Vector tiles - Wikipedia
Vector tiles, tiled vectors or vectiles are packets of geographic data, packaged into pre-defined roughly-square shaped "tiles" for transfer over the web. This is an emerging method for delivering styled web maps, combining certain benefits of pre-rendered raster map tiles with vector map data. As with the widely used raster tiled web maps, map data is requested by a client as a set of "tiles" corresponding to square areas of land of a pre-defined size and location. Unlike raster tiled web maps, however, the server returns vector map data, which has been clipped to the boundaries of each tile, instead of a pre-rendered map image.
 
how can maps be not-prerendered? Maps is a prior knowledge you have of the area before you actually enter the area.

You might want to rethink your definition a bit.

They are not creating a 3D environment offline.

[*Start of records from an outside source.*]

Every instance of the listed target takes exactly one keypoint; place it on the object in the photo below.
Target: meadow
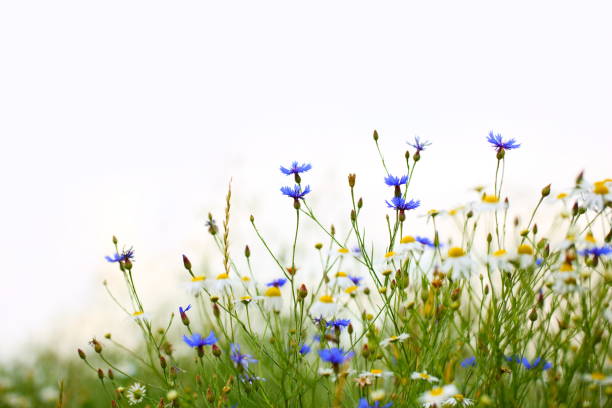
(487, 310)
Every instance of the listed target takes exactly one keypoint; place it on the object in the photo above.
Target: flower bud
(186, 263)
(352, 177)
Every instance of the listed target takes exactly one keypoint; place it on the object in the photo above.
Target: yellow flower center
(601, 188)
(326, 299)
(456, 252)
(490, 199)
(272, 291)
(500, 252)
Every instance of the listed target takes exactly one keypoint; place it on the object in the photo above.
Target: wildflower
(338, 324)
(296, 192)
(124, 256)
(490, 203)
(335, 355)
(418, 145)
(468, 362)
(400, 204)
(363, 403)
(296, 168)
(596, 251)
(277, 283)
(394, 339)
(136, 393)
(424, 376)
(240, 360)
(458, 262)
(305, 349)
(598, 378)
(324, 307)
(499, 144)
(438, 395)
(460, 400)
(196, 284)
(196, 340)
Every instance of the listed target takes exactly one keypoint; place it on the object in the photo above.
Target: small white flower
(136, 393)
(394, 339)
(424, 376)
(325, 307)
(438, 395)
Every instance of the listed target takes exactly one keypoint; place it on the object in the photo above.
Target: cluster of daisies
(353, 273)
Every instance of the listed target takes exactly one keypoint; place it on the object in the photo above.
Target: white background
(130, 117)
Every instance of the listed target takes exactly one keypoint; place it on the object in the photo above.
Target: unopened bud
(186, 263)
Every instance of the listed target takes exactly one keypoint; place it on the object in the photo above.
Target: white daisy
(394, 339)
(438, 395)
(458, 263)
(424, 376)
(136, 393)
(325, 307)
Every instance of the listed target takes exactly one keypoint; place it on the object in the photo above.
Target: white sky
(129, 118)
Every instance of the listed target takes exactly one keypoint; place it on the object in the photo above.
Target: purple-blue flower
(239, 359)
(468, 362)
(335, 355)
(363, 403)
(425, 241)
(278, 283)
(420, 146)
(196, 339)
(296, 192)
(596, 251)
(305, 349)
(399, 203)
(296, 168)
(395, 181)
(125, 255)
(338, 323)
(498, 143)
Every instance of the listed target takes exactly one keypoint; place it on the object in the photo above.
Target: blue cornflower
(499, 144)
(125, 255)
(338, 323)
(239, 359)
(296, 168)
(596, 251)
(305, 349)
(420, 146)
(393, 181)
(335, 355)
(296, 192)
(425, 241)
(363, 403)
(399, 203)
(196, 340)
(468, 362)
(277, 283)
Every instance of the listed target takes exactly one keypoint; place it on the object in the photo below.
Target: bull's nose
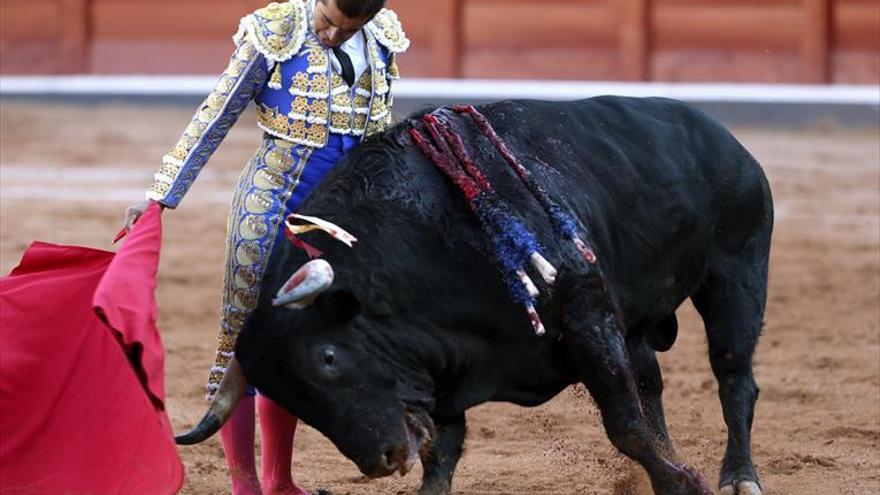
(393, 459)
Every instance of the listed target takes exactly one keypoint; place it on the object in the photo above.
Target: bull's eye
(329, 357)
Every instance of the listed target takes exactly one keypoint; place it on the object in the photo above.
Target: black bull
(418, 325)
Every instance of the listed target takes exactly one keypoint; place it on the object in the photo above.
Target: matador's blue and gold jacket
(279, 63)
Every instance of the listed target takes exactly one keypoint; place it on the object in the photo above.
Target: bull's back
(662, 187)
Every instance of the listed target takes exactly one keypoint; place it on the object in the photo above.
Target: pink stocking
(277, 427)
(238, 445)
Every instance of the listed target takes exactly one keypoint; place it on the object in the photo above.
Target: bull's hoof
(693, 481)
(741, 488)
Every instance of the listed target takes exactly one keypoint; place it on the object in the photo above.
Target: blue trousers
(278, 178)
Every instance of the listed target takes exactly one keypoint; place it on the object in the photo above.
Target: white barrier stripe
(464, 89)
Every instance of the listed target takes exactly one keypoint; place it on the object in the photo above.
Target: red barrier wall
(791, 41)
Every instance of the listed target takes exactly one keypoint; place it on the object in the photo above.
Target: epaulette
(388, 31)
(277, 30)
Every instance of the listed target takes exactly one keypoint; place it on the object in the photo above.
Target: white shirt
(355, 47)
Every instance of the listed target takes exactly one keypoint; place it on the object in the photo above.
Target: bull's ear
(338, 305)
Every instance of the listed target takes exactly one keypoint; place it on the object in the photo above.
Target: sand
(68, 171)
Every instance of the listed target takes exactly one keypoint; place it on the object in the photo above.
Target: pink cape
(81, 372)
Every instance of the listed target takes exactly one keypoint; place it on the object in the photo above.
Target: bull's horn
(232, 388)
(311, 279)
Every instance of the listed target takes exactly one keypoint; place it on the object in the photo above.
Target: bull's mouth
(401, 458)
(420, 435)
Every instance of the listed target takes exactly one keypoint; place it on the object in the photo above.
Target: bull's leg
(650, 389)
(593, 339)
(440, 461)
(731, 302)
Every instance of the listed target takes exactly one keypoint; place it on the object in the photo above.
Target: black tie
(345, 62)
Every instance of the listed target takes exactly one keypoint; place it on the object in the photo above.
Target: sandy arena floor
(68, 171)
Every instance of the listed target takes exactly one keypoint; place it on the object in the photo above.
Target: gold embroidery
(318, 134)
(267, 179)
(392, 69)
(279, 160)
(300, 105)
(298, 130)
(360, 122)
(317, 57)
(340, 121)
(361, 101)
(253, 227)
(259, 202)
(247, 253)
(320, 108)
(342, 100)
(245, 277)
(320, 84)
(277, 30)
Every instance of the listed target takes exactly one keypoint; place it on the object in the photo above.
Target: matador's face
(332, 26)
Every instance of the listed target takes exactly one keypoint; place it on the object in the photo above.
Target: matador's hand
(133, 213)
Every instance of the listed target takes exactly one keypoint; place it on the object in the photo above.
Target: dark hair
(355, 9)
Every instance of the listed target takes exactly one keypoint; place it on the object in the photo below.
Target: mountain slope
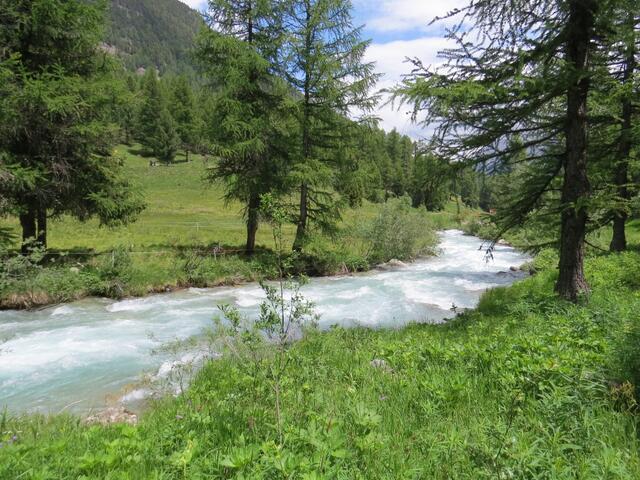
(153, 33)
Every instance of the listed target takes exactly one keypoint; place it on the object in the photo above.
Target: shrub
(398, 231)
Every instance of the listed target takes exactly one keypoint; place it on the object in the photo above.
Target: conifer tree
(621, 92)
(184, 112)
(324, 63)
(55, 139)
(252, 109)
(523, 69)
(156, 127)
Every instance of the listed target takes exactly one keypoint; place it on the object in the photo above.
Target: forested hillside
(147, 33)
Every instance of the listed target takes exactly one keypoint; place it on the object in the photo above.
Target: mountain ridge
(153, 34)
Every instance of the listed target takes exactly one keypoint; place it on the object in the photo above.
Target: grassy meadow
(190, 236)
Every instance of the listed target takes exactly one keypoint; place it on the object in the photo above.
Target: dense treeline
(153, 34)
(274, 109)
(547, 90)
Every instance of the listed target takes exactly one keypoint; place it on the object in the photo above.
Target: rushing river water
(84, 353)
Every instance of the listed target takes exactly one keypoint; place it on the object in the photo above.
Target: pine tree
(55, 138)
(622, 65)
(184, 112)
(528, 73)
(252, 108)
(324, 63)
(156, 127)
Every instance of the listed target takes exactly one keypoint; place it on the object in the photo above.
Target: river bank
(90, 349)
(525, 385)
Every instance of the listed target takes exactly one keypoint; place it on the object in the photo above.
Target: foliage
(528, 386)
(156, 127)
(55, 140)
(153, 34)
(251, 123)
(397, 232)
(323, 60)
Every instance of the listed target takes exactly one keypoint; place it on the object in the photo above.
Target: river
(83, 355)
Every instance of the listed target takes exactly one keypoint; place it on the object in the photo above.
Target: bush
(399, 232)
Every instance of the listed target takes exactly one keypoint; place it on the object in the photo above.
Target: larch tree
(621, 64)
(521, 68)
(251, 118)
(156, 127)
(184, 112)
(54, 139)
(324, 62)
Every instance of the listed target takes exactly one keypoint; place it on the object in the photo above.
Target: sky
(398, 29)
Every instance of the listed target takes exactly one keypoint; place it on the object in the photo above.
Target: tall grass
(527, 386)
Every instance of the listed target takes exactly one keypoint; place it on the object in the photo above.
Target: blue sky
(398, 29)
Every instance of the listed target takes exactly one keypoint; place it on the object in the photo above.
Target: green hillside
(153, 33)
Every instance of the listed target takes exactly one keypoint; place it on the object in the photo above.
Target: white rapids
(86, 353)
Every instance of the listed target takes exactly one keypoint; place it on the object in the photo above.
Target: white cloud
(406, 15)
(390, 60)
(197, 4)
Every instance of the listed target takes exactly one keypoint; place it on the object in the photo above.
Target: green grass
(525, 387)
(185, 216)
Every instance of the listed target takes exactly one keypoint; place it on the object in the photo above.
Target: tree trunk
(576, 189)
(303, 216)
(301, 231)
(41, 239)
(252, 223)
(621, 175)
(29, 232)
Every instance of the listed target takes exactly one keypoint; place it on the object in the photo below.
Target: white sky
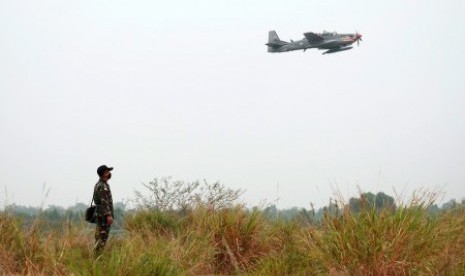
(186, 89)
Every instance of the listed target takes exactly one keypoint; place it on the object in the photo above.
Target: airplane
(332, 42)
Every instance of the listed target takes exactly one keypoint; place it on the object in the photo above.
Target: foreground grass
(404, 241)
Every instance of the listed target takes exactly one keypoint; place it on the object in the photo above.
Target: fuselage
(330, 41)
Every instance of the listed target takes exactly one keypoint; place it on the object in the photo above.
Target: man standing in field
(104, 208)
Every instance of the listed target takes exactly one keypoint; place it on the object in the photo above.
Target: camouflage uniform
(104, 207)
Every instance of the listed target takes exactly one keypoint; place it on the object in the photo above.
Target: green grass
(404, 241)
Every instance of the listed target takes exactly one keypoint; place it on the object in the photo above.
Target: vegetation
(367, 236)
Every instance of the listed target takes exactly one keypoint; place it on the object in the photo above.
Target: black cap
(103, 169)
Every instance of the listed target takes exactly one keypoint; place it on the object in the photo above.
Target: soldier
(104, 208)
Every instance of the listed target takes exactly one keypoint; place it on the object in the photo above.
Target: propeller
(358, 37)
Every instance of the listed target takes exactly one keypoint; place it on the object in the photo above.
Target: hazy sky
(187, 89)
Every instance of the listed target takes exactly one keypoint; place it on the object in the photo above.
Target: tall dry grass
(407, 240)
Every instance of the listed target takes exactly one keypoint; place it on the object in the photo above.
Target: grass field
(407, 240)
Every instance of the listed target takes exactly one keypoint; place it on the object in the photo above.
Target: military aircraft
(330, 41)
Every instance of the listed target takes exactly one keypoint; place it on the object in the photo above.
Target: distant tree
(166, 194)
(369, 200)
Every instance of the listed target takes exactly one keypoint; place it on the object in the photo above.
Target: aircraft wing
(313, 38)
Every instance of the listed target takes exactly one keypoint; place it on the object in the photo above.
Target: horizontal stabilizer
(276, 44)
(313, 38)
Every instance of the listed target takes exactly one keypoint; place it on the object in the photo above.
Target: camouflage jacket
(103, 199)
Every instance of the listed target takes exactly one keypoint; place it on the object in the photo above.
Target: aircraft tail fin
(274, 42)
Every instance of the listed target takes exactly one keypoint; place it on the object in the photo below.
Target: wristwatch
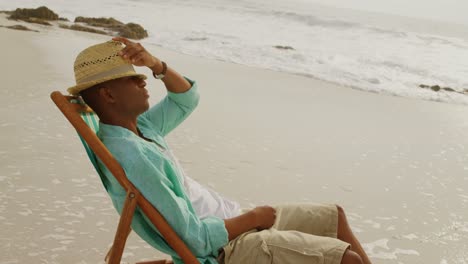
(163, 73)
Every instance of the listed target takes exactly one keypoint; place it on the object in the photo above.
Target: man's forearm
(240, 224)
(173, 81)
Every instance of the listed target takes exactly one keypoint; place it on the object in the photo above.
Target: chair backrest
(79, 115)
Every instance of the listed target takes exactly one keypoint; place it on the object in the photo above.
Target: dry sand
(398, 166)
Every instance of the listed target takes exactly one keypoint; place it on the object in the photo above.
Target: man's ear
(107, 94)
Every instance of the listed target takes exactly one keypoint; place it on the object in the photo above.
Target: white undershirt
(206, 202)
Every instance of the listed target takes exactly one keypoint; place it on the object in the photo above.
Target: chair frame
(133, 198)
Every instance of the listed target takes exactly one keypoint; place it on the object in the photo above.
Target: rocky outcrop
(129, 30)
(108, 26)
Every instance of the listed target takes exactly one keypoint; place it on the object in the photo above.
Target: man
(213, 227)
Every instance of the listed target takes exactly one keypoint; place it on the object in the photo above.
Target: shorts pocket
(279, 254)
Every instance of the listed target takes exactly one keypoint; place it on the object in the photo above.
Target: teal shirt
(158, 179)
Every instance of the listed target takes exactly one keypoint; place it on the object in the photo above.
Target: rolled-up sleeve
(173, 109)
(204, 237)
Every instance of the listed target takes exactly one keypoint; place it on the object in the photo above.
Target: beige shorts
(304, 233)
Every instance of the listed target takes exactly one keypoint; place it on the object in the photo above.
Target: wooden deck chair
(85, 121)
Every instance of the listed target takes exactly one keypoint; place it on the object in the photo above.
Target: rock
(83, 28)
(19, 27)
(283, 47)
(435, 88)
(99, 22)
(36, 21)
(133, 31)
(42, 12)
(448, 89)
(129, 30)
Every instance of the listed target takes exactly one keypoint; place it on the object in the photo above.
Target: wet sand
(398, 166)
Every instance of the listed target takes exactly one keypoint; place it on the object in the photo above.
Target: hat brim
(75, 90)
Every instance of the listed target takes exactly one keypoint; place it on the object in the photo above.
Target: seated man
(213, 228)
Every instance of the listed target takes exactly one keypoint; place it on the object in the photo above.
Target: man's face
(130, 95)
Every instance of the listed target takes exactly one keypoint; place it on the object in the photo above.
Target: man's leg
(346, 234)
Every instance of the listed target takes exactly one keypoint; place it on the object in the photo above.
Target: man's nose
(141, 83)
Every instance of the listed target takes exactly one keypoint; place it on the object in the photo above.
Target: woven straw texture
(100, 63)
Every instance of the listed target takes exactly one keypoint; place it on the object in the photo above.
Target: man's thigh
(275, 246)
(314, 219)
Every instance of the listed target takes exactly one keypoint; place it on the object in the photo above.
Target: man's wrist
(157, 67)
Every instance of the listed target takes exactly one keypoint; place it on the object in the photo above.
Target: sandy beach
(398, 166)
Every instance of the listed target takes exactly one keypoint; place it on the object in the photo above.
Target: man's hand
(136, 54)
(260, 218)
(265, 217)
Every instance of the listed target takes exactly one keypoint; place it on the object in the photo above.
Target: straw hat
(100, 63)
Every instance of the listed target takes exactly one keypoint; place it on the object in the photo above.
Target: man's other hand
(265, 217)
(136, 54)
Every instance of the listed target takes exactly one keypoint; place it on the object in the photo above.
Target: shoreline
(396, 164)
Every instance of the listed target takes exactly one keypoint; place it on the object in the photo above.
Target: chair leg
(110, 249)
(123, 229)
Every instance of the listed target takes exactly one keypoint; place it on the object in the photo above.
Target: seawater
(317, 42)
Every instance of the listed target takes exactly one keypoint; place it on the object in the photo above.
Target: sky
(444, 10)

My guess is they are taking some simplistic information about the intersection, and predicting what it should look like based on learnings of intersections in general. Thus the output looks quite realistic, though it is actually mostly a prediction.
 
yes, that's what Tesla does. They use valhalla/mapbox container with tiles.

Millimeter precision HD Vector Maps (the title of that page is fun btw)

Here's Tesla fork of the code in their own github: teslamotors/valhalla

This commit is support for loading gzipped tiles: support loading gzipped tiles · teslamotors/valhalla@23e08fc

they then feed these vectors and other features along the route into the NN.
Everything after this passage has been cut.